I’ll say more about the “incidental” form of music I mentioned above. This incidental kind of artistic production whereby a machine does most of the artistic labor is set to become significantly more popular with the popularization of AI-based tools. You can just instruct a machine to make something extremely specific and it’s able to return a decent approximation, as the current wave of prompt-based Mini Dall-E images on social media makes clear. Imagine being the future AGI itself and looking back on this practice, surveying all these weird, blurry images, trying to make sense of what specifically we found interesting in them.
3.
One of my favorite Tik Tok phenomena right now is the thing where a user will go live and then commit to singing or rapping the names of all the people in the comment section. The more people that join the stream, the fewer they are able to get to, and the more insistently you have to type your own name in order to try to get the creator’s attention.
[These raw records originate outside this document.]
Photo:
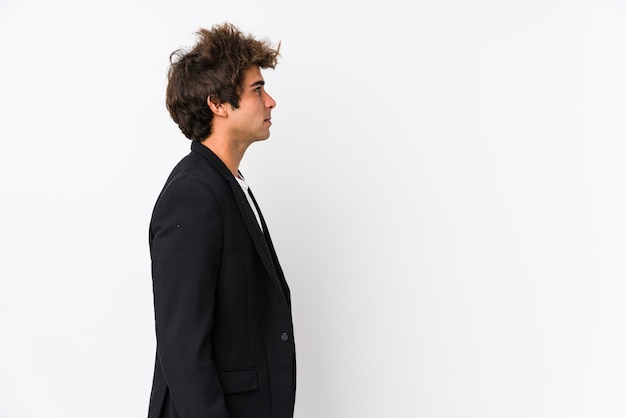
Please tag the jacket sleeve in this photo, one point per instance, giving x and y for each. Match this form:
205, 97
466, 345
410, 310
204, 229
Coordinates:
185, 246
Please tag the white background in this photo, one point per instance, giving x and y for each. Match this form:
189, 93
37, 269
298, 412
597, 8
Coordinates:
445, 184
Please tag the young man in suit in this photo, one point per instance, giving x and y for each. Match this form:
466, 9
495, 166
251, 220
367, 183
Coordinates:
224, 331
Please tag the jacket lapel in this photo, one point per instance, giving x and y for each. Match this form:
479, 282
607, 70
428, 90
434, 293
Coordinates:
260, 242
These creators are essentially turning themselves into robots for views, driven by a simple prompt which they must single-mindedly execute for hours on end, without rest. This practice, combined with the mandate that the artist literally sing their fans’ names over and over, feels distinctly of the cultural moment.
4.
In Benjamin’s essay “The Storyteller,” he makes a brief mention of a sundial in Ibiza. He is interested in its inscription Ultima multis, which means “the last hour for many.” Obviously Ibiza was a very different place in the 1930s than it is today, but since revisiting that passage I’ve become fixated on this idea of this Ibizan sundial in the present. A sundial to be read in the post-EDM twilight, surrounded by revelers returning to the island in the summer, post-COVID. Watching these TikTok livestreams, typing in my name and double-tapping to “heart” the content, I’m getting a glimpse. I can feel the sun’s rays.